One voter at the town hall, Paulette Dale, a registered Republican who said she's leaning toward voting for Biden, fawned over the president, telling him: "I have to say, you have a great smile. You're so handsome when you smile."

And yet even she's made her mind up. The Miami New Times reported Friday Dale is sticking with her plans to vote for Biden on Monday when early voting in Florida kicks off. "I wish he would smile more and talk less," Dale, a retired professor at Miami Dade College, told the newspaper. 

Trump won many late-breaking voters in 2016, but this year he's struggled to keep his 2016 coalition fully intact. 

"Biden's doing better among white voters.

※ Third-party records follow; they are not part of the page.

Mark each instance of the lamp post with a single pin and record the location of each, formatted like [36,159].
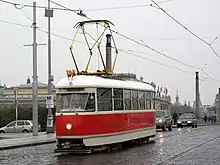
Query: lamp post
[50,129]
[16,103]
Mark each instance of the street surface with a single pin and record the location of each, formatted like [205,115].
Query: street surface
[184,146]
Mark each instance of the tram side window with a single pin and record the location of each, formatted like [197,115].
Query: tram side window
[148,100]
[104,98]
[141,100]
[65,101]
[127,96]
[118,99]
[135,99]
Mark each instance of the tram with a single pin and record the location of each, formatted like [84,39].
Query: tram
[98,110]
[94,111]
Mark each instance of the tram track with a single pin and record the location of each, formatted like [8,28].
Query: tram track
[168,161]
[78,157]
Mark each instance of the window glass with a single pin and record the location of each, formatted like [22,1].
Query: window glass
[148,104]
[77,102]
[135,99]
[118,99]
[20,123]
[141,100]
[148,100]
[127,96]
[12,124]
[27,123]
[104,98]
[147,95]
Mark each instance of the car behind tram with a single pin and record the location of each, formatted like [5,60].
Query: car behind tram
[96,113]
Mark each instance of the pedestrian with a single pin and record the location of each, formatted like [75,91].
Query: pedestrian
[205,119]
[175,116]
[209,120]
[214,118]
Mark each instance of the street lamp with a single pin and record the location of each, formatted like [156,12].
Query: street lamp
[16,103]
[50,129]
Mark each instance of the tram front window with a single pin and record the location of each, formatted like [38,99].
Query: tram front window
[77,102]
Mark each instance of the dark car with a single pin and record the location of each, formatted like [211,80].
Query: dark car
[187,120]
[163,120]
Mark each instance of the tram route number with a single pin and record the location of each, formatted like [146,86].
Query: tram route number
[49,101]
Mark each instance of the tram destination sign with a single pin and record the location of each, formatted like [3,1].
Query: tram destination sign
[49,101]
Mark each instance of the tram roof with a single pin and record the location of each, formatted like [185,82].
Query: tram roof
[83,81]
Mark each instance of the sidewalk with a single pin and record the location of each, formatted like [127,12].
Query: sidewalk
[10,140]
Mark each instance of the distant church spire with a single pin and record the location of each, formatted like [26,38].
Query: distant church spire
[177,97]
[28,80]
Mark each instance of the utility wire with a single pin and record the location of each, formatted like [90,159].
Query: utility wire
[13,23]
[87,10]
[145,45]
[124,7]
[160,8]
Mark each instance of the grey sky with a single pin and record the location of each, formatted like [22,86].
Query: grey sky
[146,23]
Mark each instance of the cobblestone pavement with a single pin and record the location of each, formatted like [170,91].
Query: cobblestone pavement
[181,147]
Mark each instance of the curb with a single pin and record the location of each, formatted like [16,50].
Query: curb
[26,145]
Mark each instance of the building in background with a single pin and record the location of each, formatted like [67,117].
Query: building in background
[1,91]
[179,108]
[24,94]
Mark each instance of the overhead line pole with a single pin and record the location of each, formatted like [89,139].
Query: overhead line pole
[35,81]
[50,125]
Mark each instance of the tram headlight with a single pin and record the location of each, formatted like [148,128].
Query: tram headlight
[68,126]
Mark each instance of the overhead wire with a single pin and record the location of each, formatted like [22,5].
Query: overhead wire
[124,7]
[87,10]
[145,45]
[178,22]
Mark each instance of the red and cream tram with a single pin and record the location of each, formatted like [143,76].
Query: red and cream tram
[97,112]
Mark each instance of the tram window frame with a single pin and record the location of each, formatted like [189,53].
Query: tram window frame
[105,99]
[127,99]
[58,103]
[135,100]
[141,100]
[118,102]
[147,100]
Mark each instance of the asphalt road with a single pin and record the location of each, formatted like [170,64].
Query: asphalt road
[181,146]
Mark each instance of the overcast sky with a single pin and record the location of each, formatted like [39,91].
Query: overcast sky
[143,23]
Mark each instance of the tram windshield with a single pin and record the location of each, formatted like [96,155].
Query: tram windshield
[77,102]
[160,114]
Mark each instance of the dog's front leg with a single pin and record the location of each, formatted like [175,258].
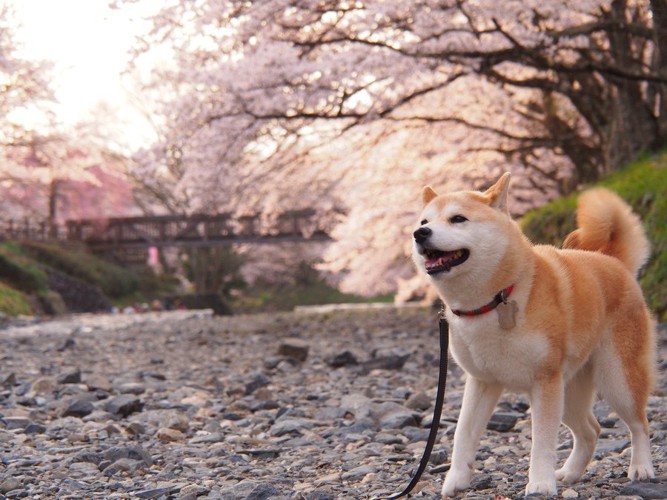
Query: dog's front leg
[547,409]
[479,399]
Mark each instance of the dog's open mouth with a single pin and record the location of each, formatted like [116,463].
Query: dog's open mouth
[438,261]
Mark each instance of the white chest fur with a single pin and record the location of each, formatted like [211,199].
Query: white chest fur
[490,353]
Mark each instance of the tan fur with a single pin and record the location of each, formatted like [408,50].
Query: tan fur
[582,325]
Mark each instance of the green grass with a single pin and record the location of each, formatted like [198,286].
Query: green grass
[13,302]
[643,184]
[19,271]
[115,281]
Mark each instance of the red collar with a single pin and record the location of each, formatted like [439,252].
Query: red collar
[500,298]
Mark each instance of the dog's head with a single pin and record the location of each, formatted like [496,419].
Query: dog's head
[462,231]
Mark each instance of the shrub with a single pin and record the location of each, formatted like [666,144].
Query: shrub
[20,272]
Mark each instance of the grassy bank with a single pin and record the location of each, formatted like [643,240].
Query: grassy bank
[643,184]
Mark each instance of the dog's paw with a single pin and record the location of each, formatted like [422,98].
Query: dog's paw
[641,472]
[542,488]
[455,481]
[568,476]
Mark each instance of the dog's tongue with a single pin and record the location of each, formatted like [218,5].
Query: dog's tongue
[439,261]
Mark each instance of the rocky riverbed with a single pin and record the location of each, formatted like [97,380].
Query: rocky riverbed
[311,406]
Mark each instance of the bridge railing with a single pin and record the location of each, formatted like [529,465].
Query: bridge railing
[165,230]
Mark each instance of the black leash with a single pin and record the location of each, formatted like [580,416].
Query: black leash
[437,411]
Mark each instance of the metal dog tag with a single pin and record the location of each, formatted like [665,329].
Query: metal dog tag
[507,314]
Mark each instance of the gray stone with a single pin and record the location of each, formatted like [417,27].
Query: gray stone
[79,407]
[503,421]
[358,473]
[72,376]
[290,426]
[294,348]
[124,405]
[647,490]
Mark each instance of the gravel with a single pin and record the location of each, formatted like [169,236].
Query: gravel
[328,405]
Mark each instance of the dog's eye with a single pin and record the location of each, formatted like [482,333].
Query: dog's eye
[457,219]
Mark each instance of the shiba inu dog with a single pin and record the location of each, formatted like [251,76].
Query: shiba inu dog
[559,325]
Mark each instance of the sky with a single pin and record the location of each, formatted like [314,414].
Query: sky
[88,42]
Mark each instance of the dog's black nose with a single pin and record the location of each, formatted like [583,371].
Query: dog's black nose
[422,234]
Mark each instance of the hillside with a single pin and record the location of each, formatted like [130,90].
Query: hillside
[643,184]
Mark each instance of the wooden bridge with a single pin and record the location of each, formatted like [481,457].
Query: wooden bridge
[180,230]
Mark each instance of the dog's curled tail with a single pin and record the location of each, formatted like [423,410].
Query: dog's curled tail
[607,224]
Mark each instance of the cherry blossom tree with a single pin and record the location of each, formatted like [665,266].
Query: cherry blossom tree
[263,106]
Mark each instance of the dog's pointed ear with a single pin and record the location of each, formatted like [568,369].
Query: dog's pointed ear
[428,194]
[497,193]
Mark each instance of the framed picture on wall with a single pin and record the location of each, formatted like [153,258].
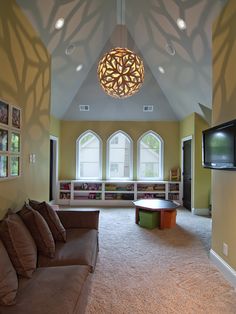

He's made some inroads into people without a college education," said Miringoff, who oversaw the NPR/Marist poll. "And he's made significant inroads into people who are over 65. It's really a different slice of the electorate."

Mike Loewenstein, 72, a self-described moderate conservative from Ocala, Florida – a retiree-heavy community where Trump campaigned Friday – voted for Trump four years ago. But he has pause about doing so this year, arguing Trump "blew his leadership role" addressing the pandemic. "A national emergency of that size, he blew it as a leader. He blew it politically."

Loewenstein, a retired call center director, is not sold on Biden either and said he plans to review last week's dueling town halls to see if "anybody actually said anything that makes sense to me."

"I'm looking at what they've actually accomplished, versus what's said," Loewenstein said. "Once I make up my mind, I'll make up mind, and I'll just do it."


Others like Gilbert Lightbourne, 66, an automotive consultant from Miami Gardens, Florida, decided months ago.

"(Trump's) very divisive. I don't think right now he's the person to run the country. Too much drama, let me put it that way," said Gilbert, a Democrat who plans to vote for Biden. "I'd just like to get this over and done and our country headed in the right direction."